The ViTMatte model was proposed in [Boosting Image Matting with Pretrained Plain Vision Transformers](https://arxiv.org/abs/2305.15272) by Jingfeng Yao, Xinggang Wang, Shusheng Yang, Baoyuan Wang. ViTMatte leverages plain [Vision Transformers](https://huggingface.co/docs/transformers/model_doc/vit) for the task of image matting, which is the process of accurately estimating the foreground object in images and videos.

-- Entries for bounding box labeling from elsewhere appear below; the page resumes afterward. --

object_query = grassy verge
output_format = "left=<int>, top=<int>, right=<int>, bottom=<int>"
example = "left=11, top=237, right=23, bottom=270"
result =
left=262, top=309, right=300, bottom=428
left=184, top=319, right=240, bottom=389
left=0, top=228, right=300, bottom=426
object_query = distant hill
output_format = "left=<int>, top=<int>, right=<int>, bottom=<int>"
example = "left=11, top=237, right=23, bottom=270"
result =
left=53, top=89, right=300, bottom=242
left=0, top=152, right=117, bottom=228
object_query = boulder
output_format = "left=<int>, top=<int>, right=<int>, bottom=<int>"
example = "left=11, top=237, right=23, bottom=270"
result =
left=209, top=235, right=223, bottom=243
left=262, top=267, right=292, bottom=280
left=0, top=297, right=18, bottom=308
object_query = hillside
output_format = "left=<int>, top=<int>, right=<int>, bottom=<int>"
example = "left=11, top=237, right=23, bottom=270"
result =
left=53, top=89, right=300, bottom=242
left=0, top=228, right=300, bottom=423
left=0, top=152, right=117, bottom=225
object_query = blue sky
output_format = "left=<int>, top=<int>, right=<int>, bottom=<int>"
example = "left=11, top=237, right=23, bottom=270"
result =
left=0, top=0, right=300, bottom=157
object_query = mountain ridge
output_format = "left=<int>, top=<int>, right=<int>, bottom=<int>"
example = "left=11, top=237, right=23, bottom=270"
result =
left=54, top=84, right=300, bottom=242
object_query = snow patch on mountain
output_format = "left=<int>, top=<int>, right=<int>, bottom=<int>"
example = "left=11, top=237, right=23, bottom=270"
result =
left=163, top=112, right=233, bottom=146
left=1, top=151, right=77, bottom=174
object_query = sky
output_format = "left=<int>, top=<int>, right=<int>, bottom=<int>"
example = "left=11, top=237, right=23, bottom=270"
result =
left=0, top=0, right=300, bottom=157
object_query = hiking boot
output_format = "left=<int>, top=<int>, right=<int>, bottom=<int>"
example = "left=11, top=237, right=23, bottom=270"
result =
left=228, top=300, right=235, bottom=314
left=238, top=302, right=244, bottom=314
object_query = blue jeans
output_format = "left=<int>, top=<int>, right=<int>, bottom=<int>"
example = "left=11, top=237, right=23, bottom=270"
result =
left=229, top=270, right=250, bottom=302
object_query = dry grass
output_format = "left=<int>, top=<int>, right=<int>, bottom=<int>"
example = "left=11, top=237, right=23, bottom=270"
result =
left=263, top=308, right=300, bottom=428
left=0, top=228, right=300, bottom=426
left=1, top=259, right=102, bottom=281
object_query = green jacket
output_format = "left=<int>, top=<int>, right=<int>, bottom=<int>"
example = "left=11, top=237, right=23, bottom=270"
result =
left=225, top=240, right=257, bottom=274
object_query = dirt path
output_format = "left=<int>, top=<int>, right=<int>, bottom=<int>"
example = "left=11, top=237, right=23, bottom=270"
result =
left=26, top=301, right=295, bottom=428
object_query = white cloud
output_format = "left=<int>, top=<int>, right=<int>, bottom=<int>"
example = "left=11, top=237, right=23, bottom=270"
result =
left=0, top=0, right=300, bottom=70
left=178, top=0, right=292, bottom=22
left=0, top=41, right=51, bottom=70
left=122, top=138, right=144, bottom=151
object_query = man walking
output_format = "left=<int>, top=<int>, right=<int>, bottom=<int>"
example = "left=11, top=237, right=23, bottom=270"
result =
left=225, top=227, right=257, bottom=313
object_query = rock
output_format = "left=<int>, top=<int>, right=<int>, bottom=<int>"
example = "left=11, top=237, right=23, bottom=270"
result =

The abstract from the paper is the following:

*Recently, plain vision Transformers (ViTs) have shown impressive performance on various computer vision tasks, thanks to their strong modeling capacity and large-scale pretraining. However, they have not yet conquered the problem of image matting. We hypothesize that image matting could also be boosted by ViTs and present a new efficient and robust ViT-based matting system, named ViTMatte. Our method utilizes (i) a hybrid attention mechanism combined with a convolution neck to help ViTs achieve an excellent performance-computation trade-off in matting tasks. (ii) Additionally, we introduce the detail capture module, which just consists of simple lightweight convolutions to complement the detailed information required by matting. To the best of our knowledge, ViTMatte is the first work to unleash the potential of ViT on image matting with concise adaptation. It inherits many superior properties from ViT to matting, including various pretraining strategies, concise architecture design, and flexible inference strategies. We evaluate ViTMatte on Composition-1k and Distinctions-646, the most commonly used benchmark for image matting, our method achieves state-of-the-art performance and outperforms prior matting works by a large margin.*

Tips:

* The model expects both the image and trimap (concatenated) as input. One can use `ViTMatteImageProcessor` for this purpose.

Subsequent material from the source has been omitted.